# Error loading CTMBHA.DLL



## GaryK545 (Apr 20, 2005)

Everytime I start my new computer, I get :
Error loading CTMBHA.DLL
A dynamic link library (DLL) initialization routine failed.
The only problem I'm having is with Retrospect- an external hard drive backup program.
This gives an error message, but it seems to be working.
Nothing seeeeems wrong, but........


----------



## usualsuspect (Jul 29, 2002)

Hi Gary,

You have a Creative soundcard/module onboard your pc somewhere. Do you know what it is so that we can help you fix the problem?
If you don't know and don't know how to find out come back to us.


----------



## Drumbokas (Jan 7, 2006)

After reading posts on how to fix my new ctmbh.dll error, identical to the one above, It seems as if people are re-installing the sound drivers to fix this. 

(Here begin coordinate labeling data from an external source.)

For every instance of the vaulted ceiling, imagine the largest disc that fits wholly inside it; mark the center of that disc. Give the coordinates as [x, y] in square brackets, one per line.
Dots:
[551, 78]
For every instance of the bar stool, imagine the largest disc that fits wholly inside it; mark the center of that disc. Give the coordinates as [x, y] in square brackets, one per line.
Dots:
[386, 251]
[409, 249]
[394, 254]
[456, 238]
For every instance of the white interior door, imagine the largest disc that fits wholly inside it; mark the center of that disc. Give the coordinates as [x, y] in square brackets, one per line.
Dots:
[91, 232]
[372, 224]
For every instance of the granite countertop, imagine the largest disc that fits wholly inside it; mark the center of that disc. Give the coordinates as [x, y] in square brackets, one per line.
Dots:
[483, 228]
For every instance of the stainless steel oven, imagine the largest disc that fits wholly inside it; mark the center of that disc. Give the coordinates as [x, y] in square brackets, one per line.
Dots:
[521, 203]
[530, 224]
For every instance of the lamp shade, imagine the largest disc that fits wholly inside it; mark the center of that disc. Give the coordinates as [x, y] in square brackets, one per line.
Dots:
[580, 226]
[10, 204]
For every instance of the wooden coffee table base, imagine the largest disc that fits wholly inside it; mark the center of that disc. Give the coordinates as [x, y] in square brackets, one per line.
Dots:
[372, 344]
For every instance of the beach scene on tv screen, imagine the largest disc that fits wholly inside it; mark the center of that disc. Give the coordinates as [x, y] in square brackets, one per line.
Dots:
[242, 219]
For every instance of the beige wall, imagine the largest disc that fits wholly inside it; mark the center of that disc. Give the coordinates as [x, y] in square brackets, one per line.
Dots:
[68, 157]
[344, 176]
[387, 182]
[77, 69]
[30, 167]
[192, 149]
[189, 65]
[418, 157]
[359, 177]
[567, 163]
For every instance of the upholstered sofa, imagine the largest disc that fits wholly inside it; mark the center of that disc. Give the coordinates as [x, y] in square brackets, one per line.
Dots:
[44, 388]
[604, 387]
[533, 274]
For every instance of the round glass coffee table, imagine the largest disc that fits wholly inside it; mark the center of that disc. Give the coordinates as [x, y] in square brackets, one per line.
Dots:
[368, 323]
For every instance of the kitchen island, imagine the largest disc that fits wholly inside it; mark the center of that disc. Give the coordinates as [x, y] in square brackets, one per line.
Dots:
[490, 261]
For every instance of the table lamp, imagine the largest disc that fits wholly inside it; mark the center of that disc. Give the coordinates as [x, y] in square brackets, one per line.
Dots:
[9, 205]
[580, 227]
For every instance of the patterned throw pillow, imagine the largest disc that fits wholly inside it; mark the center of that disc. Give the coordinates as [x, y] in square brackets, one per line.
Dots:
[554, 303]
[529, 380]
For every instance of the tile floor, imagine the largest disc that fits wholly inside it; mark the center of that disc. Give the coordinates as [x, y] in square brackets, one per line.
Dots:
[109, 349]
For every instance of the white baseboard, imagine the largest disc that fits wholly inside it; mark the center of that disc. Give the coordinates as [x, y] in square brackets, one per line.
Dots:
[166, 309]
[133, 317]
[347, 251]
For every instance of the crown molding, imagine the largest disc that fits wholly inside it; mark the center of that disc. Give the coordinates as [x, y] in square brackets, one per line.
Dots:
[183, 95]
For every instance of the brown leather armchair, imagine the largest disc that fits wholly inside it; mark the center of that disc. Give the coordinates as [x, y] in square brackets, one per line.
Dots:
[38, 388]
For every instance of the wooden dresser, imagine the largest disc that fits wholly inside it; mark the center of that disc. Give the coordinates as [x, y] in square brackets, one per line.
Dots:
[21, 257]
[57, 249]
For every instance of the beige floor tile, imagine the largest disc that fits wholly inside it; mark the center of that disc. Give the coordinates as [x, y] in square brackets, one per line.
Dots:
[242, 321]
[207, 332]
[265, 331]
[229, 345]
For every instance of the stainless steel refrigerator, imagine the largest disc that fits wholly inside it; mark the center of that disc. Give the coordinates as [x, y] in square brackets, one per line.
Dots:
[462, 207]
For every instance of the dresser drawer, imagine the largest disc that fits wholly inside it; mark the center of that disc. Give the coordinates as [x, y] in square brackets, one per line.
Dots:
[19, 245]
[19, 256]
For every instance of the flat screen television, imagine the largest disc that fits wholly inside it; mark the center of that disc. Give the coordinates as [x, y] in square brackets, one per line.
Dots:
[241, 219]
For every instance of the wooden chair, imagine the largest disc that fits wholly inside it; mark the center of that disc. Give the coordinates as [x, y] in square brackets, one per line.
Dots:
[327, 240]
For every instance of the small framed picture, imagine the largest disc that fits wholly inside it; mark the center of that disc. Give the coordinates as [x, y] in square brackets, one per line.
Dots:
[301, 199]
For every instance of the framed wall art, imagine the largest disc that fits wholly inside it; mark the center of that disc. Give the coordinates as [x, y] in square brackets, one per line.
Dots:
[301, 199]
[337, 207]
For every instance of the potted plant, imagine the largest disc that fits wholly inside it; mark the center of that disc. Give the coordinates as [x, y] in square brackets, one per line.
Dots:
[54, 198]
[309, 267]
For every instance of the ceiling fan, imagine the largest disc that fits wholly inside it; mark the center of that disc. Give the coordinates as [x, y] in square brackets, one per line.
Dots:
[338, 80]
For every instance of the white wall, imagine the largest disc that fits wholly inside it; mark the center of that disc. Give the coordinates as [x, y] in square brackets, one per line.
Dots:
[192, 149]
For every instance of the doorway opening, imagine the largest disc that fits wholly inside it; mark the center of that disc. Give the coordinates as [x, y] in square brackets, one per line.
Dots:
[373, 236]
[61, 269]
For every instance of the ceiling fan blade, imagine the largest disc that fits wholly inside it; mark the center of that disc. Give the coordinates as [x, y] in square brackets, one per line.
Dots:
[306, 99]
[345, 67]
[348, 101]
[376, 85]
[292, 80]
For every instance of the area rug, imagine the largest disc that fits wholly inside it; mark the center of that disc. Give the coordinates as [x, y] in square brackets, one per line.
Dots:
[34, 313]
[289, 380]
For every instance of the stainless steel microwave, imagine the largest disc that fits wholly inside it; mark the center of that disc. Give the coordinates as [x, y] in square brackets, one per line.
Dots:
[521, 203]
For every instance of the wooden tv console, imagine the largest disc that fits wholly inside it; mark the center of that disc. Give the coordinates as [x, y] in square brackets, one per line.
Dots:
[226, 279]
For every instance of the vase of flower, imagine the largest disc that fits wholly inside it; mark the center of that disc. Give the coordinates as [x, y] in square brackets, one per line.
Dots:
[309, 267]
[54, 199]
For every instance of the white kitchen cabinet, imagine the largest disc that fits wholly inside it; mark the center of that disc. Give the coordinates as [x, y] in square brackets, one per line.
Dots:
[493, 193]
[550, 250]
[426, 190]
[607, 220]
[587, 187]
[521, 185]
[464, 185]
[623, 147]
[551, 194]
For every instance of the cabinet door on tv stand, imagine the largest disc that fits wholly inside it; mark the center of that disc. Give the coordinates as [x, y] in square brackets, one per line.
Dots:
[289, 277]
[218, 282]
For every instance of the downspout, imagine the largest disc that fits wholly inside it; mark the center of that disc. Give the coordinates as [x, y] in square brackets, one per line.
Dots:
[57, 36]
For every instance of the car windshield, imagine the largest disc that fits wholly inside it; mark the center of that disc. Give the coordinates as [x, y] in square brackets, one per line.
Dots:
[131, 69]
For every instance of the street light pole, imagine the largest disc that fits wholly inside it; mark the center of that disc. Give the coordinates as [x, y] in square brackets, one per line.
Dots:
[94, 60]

My sound seems to work fine, and I only got this error after removing the creativelicensing registry entry. Please correct me if I am wrong, but this ctmbh.dll dosent seem to have an effect on the functionability of the sound card or its associated software.

If I run into problems, I'll be sure to post back. What I am looking for now is a way to remove the error without re-installing the drivers or software.

-Drumbokas


----------



## Drumbokas (Jan 7, 2006)

well, I was wrong. The CTMBHA dll appearently does do something besides nag you to register (if it even does that) . My sounds seems to be working ok, but some of the Creative features are disabled. The Creative speaker taskbar icon will no longer bring up the fancy version of volume control and instead gives me this error:

Surround Mixer

The audio device supported by this application is not detected. The application will exit

The other Creative features are no longer functional either, such as EAX Settings, Speaker Settings, Graphic Equalizer, and the before mentioned Surround Mixer(fancy volume control). 

I do not often use these features, but the errors are annoying so I guess I will try to re-install 

I suppose I should have played it safe and made a copy of my registry before editing it, doh! 

Any thoughts and comments are appreciated,
-Drumbokas


----------



## Drumbokas (Jan 7, 2006)

After uninstalling all Creative/SoundBlaster Software and Drivers, I re-installed with the original manufacturer's CD. Everything seems to work fine now...
-Drumbokas


----------



## Quang122 (Sep 11, 2007)

Hey there, 
I am having the same error everyting I start my Inspiron E1705. I have read the soundblaster solution, and that sounds good that somebody has solved the problem. I bought this computer new, but didn't get any discs with it, so how do I get the soundblaster disc to uninstall and re-install the software? Is there a site or even a repair patch I can install?


----------



## carlitoo (Oct 3, 2007)

I have the same problem every time I start up the computer, but before saying this message there is a message that says "Volume Control" and I can only click OK to close it. Since I have had this problem I can't watch CDs on WMP or Real Player also. Any help would be great, don't understand much about computers to be honest.


----------